Ingram Micro's Q2 revenues came in at $10.5bn, within the guidance range and representing an increase of 2% on a currency-neutral basis.
The strengthening of the dollar had an 8% negative impact on revenues in dollar terms. Recent acquisitions contributed 2 percentage points of growth.
Gross margin was 6.31%, a 56 basis point improvement over last year.
Europe revenue of $2.9bn was up 8% year-over-year on a currency neutral basis, but down 8% in dollars.
Local currency revenue strength was driven by strong iPhone demand and solid sales of advanced and specialty solutions.

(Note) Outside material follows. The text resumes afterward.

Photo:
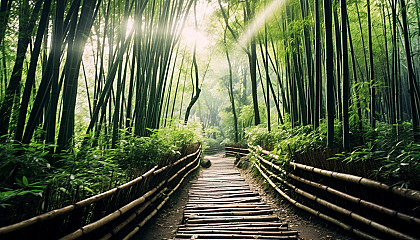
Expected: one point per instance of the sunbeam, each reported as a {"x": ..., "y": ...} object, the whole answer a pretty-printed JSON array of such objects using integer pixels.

Additionally, the acquisition of ANOVO added 2 percentage points of growth. Demand in Germany, the largest regional contributor, improved in Q3 with strength from corporate resellers in categories including networking, data capture point-of-sale and mobility.
France and the UK also contributed strong growth and Italy and Spain delivered double-digit growth supported by an uptick in advanced solution sales in both countries and strong mobility sales in Italy.
Non-GAAP operating margin was 62 basis points. The European technology solutions business continues to deliver year-over-year improvement with expanding gross and operating margins, Ingram Micro says. However, this progress was diluted by efforts to build out the higher margin strategic businesses, including in mobility and to expand the cloud marketplace throughout the region.
CEO Alain Monie said: "For Q4, we continue to see stable markets globally, and we expect demand for higher value solutions to continue to outpace average IT growth rates. In our core business, we expect SMB to remain healthy broadly."